Eye opening moment: when I heard former Federal Reserve Board Chairman Janet Yellen proclaim that the U.S. economy's natural growth rate was 2% and that the ideal inflation rate was 2%.
This was her gospel and these were the goals of Federal Reserve policy under her watch.
I was briefly dumbfounded that someone with a doctorate in economics and with the great power of the most central of central bankers should have such simplistic and dogmatic of ideas about two fundamental aspects of a great nation's economy.
Why should nations be content to grow their economies at 2%?
And what's the benefit of 2% annual inflation when that degrades the purchasing power of currency for those on fixed incomes? At 2% inflation a dollars today will lose 33% of it's buying power in 20 years.
When did the loss of buying power for middle Americans become a good thing?
Here's one perspective: those with wealth and power are just fine with a stagnant economy and the slow erosion of purchasing power when they have more than enough to live in great comfort. Not so for those who live closer to the economic edge.
Roger Salus at Seeking Alpha opines:
- Western countries are demarcating into two distinct economies, consisting of higher- and lower-tiered earners.
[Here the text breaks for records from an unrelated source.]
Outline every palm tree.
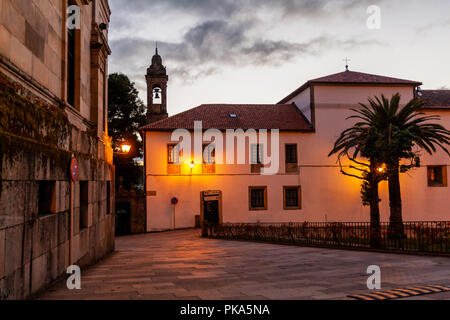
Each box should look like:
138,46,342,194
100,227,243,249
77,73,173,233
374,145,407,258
329,123,386,248
347,94,450,238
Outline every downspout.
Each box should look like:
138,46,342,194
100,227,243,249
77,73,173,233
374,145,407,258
142,131,148,232
69,176,73,265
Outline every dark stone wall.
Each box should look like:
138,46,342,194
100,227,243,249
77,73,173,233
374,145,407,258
0,74,115,300
0,140,115,300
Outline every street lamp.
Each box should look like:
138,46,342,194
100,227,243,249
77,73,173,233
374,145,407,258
121,144,131,154
377,164,386,174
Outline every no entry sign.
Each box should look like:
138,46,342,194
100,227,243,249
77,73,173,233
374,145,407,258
70,158,79,181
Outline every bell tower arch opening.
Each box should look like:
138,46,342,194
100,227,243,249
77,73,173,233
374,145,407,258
146,47,169,123
152,86,162,105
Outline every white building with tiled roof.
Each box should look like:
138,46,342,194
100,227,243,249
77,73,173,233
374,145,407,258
140,52,449,231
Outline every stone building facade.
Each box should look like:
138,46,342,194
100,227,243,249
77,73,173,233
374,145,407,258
0,0,115,299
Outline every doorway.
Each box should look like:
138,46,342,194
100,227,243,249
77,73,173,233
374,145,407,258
204,200,219,223
115,202,131,235
201,191,222,225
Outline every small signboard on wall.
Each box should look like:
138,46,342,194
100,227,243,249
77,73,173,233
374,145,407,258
202,190,221,196
204,195,220,201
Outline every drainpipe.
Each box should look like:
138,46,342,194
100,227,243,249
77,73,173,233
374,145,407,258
69,178,73,265
142,131,147,232
69,154,77,266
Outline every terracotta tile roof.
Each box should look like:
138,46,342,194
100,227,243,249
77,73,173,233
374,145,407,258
309,70,422,85
419,90,450,109
140,104,313,132
279,70,422,103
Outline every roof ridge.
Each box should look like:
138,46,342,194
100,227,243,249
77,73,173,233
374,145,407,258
279,70,422,104
139,104,205,130
419,89,450,109
140,103,313,132
310,70,420,83
199,103,292,106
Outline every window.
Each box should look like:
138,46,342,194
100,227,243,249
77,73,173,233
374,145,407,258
168,144,180,164
249,186,267,210
167,144,181,174
67,0,80,108
285,144,297,164
283,186,302,210
203,144,216,174
427,166,448,187
203,144,215,164
38,181,56,216
251,144,264,164
251,144,264,173
285,144,298,173
66,0,78,108
80,181,89,230
67,25,75,106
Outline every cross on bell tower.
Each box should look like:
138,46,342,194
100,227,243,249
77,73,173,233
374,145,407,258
146,45,169,123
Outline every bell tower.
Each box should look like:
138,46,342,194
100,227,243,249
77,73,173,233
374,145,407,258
146,47,169,123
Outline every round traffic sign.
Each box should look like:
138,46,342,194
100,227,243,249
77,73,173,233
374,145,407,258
70,158,79,181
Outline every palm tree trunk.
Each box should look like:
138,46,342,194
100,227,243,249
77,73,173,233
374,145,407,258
369,159,382,248
387,161,405,239
369,177,382,248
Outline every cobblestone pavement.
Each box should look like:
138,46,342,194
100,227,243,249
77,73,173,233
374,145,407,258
39,229,450,300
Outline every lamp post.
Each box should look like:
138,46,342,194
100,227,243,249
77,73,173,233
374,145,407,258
114,143,132,190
- With the shrinking of the once-strong middle class, the political intelligentsia loses credibility and legitimacy in the eyes of increasing numbers of voters.
- As unconventional parties and candidates gather popularity, our elites grow increasingly defensive, enraged, and unable to constructively deal with events occurring beyond their bubble.
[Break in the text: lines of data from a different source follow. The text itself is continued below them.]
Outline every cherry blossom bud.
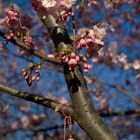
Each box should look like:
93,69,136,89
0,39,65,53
76,43,82,49
10,33,14,37
22,71,27,76
84,63,89,69
22,68,26,72
80,39,86,46
85,38,94,45
28,79,32,86
47,54,55,58
76,56,80,62
64,56,69,63
36,76,40,81
5,10,19,27
84,68,89,72
0,41,3,48
6,35,11,40
24,75,29,80
32,76,36,81
88,64,91,69
68,58,77,69
76,39,86,49
60,51,65,55
70,52,76,58
35,69,39,73
83,63,91,72
68,12,72,16
61,55,66,61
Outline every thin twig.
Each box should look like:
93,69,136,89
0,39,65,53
0,31,61,65
95,79,140,105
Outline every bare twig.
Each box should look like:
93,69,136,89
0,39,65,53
95,79,140,105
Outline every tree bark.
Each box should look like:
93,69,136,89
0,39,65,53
41,14,118,140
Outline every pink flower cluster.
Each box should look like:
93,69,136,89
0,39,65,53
0,10,19,28
22,63,40,86
56,11,74,23
0,41,2,47
23,36,33,46
5,10,19,27
32,0,76,20
6,32,15,40
60,52,91,72
0,31,15,46
60,52,79,70
47,54,55,58
76,26,106,57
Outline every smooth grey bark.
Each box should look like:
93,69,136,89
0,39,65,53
40,14,118,140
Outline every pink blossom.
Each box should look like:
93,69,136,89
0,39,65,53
60,51,65,55
85,38,94,45
0,41,3,47
76,43,82,49
132,60,140,70
76,56,80,61
70,52,76,58
10,33,14,37
64,56,69,63
94,39,105,46
36,76,40,81
5,10,19,27
58,0,76,9
76,26,106,57
6,35,11,40
84,69,89,72
35,69,39,73
68,58,77,70
32,0,76,19
76,39,86,49
32,76,36,81
23,36,33,46
88,1,98,7
83,63,91,72
47,54,55,58
84,63,89,69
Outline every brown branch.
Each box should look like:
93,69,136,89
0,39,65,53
0,83,139,118
0,0,3,14
0,84,140,137
0,83,73,116
0,31,61,65
0,124,65,136
101,109,140,117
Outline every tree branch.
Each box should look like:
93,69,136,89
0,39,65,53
0,31,61,65
102,109,140,117
0,83,139,118
0,83,73,116
95,79,140,105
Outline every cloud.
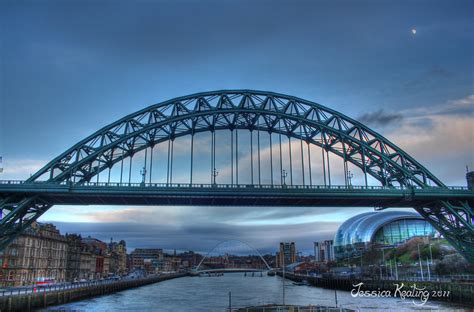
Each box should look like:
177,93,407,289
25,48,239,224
407,94,474,118
426,66,453,79
42,204,376,254
46,205,368,227
84,207,185,224
401,66,453,92
383,95,474,185
49,220,342,255
357,109,404,127
435,94,474,116
0,158,46,180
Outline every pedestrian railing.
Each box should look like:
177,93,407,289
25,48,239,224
0,179,470,192
0,274,175,297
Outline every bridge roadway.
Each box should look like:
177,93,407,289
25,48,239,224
0,180,472,208
194,268,267,274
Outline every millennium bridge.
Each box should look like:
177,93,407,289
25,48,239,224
0,90,473,262
193,240,272,274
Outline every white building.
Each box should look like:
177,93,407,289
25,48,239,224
314,240,335,262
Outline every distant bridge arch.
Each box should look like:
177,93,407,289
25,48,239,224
195,239,272,272
0,90,473,262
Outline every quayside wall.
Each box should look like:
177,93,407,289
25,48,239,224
0,273,188,312
277,272,474,306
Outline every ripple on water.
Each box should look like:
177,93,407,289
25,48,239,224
41,274,471,312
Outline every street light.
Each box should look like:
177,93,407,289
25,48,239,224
140,167,147,185
212,168,219,185
281,170,288,186
347,170,354,187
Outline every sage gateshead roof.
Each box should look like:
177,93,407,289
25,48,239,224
334,211,437,259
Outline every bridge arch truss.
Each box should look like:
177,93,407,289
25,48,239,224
0,90,473,262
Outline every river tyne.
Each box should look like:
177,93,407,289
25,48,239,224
41,273,469,311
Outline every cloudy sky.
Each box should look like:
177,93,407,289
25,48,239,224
1,0,473,254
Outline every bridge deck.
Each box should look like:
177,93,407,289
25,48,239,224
1,181,472,207
194,268,267,273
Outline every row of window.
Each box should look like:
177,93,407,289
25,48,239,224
18,237,67,250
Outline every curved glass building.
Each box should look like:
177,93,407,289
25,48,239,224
334,211,437,259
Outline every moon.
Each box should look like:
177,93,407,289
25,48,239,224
411,28,417,35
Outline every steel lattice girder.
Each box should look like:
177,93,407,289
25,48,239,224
416,200,474,263
1,90,473,262
28,90,443,187
0,196,51,249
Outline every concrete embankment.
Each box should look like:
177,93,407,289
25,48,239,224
277,272,474,306
0,273,188,312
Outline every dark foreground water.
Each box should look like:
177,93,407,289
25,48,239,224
42,274,469,311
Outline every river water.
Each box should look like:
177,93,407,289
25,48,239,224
42,274,469,311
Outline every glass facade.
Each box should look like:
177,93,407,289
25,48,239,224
373,219,435,245
333,211,437,259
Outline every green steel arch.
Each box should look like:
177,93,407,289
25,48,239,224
0,90,473,262
28,90,443,187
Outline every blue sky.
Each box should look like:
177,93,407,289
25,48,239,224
1,0,473,254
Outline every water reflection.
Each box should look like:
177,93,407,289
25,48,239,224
42,274,470,311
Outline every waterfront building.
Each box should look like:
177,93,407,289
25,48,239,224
130,248,164,262
66,234,94,281
314,240,335,262
0,222,125,284
128,255,143,271
143,259,154,273
157,257,178,272
129,248,164,271
108,239,127,276
79,251,94,280
275,242,296,268
81,236,110,279
314,242,320,262
0,222,68,286
168,255,181,272
284,261,322,274
103,255,110,277
334,211,437,260
176,251,202,269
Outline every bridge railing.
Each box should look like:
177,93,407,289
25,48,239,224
0,180,470,191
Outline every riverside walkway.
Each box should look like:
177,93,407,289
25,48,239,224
0,272,188,311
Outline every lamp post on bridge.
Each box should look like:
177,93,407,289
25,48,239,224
347,170,354,187
212,168,219,185
281,169,288,186
140,167,147,186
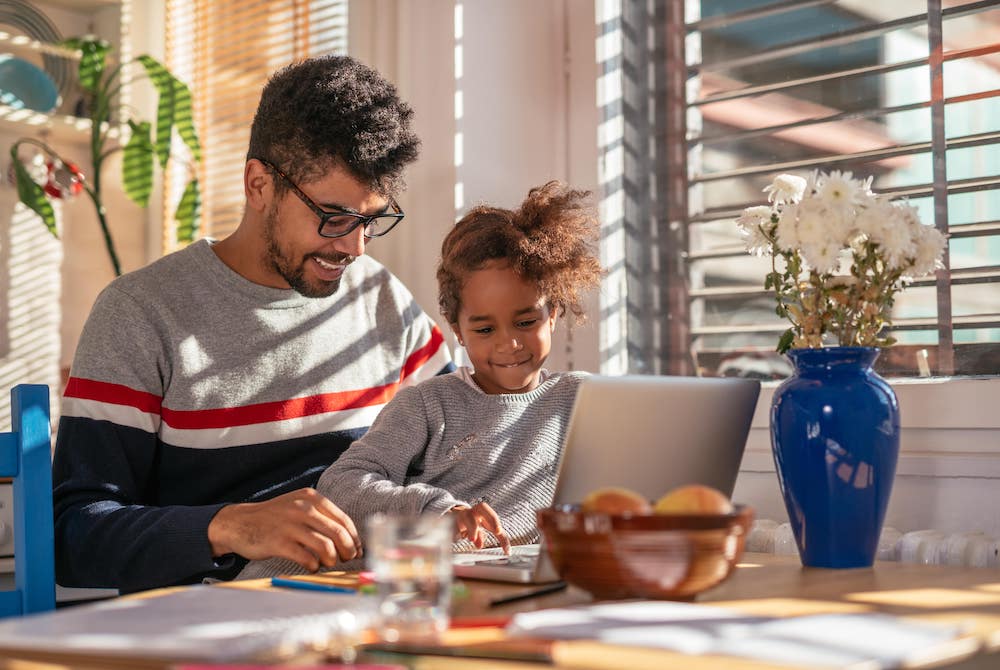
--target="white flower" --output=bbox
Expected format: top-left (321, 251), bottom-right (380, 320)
top-left (815, 170), bottom-right (866, 212)
top-left (875, 203), bottom-right (920, 270)
top-left (908, 224), bottom-right (947, 277)
top-left (736, 206), bottom-right (773, 255)
top-left (774, 202), bottom-right (800, 251)
top-left (763, 173), bottom-right (806, 205)
top-left (793, 197), bottom-right (829, 248)
top-left (800, 239), bottom-right (843, 275)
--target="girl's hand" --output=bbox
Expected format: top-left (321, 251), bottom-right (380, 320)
top-left (449, 501), bottom-right (512, 555)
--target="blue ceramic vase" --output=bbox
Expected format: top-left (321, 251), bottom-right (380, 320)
top-left (770, 347), bottom-right (899, 568)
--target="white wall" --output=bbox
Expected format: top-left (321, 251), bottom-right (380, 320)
top-left (353, 0), bottom-right (601, 371)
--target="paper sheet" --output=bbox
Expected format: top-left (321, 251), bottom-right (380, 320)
top-left (507, 600), bottom-right (970, 669)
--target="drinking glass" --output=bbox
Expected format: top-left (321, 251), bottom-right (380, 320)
top-left (366, 513), bottom-right (454, 642)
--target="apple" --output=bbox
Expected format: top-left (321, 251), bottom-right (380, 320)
top-left (653, 484), bottom-right (734, 515)
top-left (580, 486), bottom-right (653, 515)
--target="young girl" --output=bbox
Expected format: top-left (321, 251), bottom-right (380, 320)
top-left (238, 181), bottom-right (602, 578)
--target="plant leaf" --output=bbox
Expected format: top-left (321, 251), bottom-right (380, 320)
top-left (776, 328), bottom-right (795, 354)
top-left (62, 37), bottom-right (110, 93)
top-left (174, 178), bottom-right (201, 243)
top-left (122, 120), bottom-right (154, 207)
top-left (137, 55), bottom-right (202, 167)
top-left (10, 150), bottom-right (57, 237)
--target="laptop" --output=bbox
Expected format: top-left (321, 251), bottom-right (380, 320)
top-left (452, 374), bottom-right (761, 583)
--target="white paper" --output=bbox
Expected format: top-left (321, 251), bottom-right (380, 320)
top-left (0, 585), bottom-right (374, 663)
top-left (507, 601), bottom-right (967, 669)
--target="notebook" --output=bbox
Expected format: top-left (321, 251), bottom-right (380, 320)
top-left (453, 374), bottom-right (761, 583)
top-left (0, 584), bottom-right (373, 665)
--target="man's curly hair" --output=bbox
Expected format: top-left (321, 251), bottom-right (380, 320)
top-left (438, 181), bottom-right (604, 325)
top-left (247, 55), bottom-right (419, 195)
- As the bubble surrounding mainstream politics deflates, economies will be affected, along with assets ranging from currencies to stock markets to precious metals. Nothing is exempt. Be warned.
As promised, dear readers, your humble author concludes his look at the "two economies" phenomenon by discussing the inevitable political consequences that are already unfolding. The growing class divide within developed economies has been happening since at least the 1960s, but it was the Great Financial Crisis (GFC) of 2008 that shook the political status quo to its core. Whether that will be good or bad remains to be seen, and open to interpretation. What's not in doubt is that our political class is mortally wounded, and there will be consequences for asset values, whether stocks, precious metals, or even currencies.
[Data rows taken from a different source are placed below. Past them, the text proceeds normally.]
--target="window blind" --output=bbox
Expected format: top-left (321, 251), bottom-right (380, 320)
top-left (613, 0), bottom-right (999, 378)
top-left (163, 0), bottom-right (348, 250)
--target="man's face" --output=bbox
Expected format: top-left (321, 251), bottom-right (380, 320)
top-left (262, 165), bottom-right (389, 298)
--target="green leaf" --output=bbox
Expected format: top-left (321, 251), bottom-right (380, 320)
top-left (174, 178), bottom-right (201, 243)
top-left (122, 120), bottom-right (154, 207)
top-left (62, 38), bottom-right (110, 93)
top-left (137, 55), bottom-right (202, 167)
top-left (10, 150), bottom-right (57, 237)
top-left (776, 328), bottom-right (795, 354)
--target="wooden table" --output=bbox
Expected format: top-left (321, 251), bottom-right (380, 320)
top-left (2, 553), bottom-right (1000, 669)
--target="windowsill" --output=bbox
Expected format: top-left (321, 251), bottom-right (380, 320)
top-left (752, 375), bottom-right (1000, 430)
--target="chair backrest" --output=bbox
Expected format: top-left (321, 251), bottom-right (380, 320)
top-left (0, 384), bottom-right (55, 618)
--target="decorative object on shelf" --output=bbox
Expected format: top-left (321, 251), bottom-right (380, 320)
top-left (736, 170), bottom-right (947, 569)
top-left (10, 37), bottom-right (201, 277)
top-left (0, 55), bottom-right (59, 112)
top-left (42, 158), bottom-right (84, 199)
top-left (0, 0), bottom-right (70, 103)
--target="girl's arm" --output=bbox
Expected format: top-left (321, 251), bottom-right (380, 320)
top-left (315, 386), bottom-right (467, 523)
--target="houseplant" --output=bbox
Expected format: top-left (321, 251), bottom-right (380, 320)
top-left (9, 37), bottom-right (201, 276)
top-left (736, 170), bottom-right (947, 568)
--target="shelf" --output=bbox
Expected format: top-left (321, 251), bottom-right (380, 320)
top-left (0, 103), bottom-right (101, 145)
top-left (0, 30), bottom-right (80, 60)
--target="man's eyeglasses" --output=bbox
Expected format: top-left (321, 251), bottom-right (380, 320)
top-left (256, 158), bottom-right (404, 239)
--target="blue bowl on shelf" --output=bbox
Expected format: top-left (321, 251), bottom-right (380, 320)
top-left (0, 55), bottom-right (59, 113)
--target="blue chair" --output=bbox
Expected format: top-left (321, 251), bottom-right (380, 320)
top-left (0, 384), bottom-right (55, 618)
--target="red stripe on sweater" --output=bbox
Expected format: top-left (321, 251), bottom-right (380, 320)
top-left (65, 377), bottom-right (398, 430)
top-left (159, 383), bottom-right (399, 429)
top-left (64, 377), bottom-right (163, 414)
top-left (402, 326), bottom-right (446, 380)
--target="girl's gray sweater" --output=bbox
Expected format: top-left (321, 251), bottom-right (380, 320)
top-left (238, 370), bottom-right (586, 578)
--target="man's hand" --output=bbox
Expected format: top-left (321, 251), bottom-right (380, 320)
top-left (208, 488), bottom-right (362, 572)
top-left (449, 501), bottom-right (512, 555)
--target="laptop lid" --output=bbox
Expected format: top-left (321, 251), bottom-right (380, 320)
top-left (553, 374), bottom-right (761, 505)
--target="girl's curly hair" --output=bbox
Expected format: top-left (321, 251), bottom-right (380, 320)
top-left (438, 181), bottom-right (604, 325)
Until now, the political elites of developed nations have been either ignorant of, or in outright denial about growing class divisions. In my previous three articles (see here, here, and here), I discussed how outdated economic indicators, like GDP, inflation, and unemployment have disguised the slow stratification of society into two classes due to disappearing job opportunities, punitive living costs, and decreasing social mobility.
Since 2008, the chasm between grass-roots voters and mainstream political elites has grown wider. The result has been the rise of unconventional political parties and candidates in the West and worldwide. This will inevitably affect our investments and asset values.
Brexit, for example, demonstrated how political earthquakes can affect national currencies and precious metals. The Trump White House attests to the fact that previously sacrosanct notions, like freer trade, are no longer sacrosanct. The latest Italian standoff proves that unconventional governments now have the popular backing to challenge the political establishment....
In a two economies world, the net result has been that for high earners wage-increases have kept up rather well with living standards and living costs, but bottom-tiered earners are being crushed. All the hedonic adjustments in the world can't disguise the fact that 50 years ago a sole bread-winner could support a family and still hope to retire. Today, for much of the population, two bread-winners are needed if families are to merely keep up with advancing technologies and living costs, and even then, ever fewer can realistically hope to retire.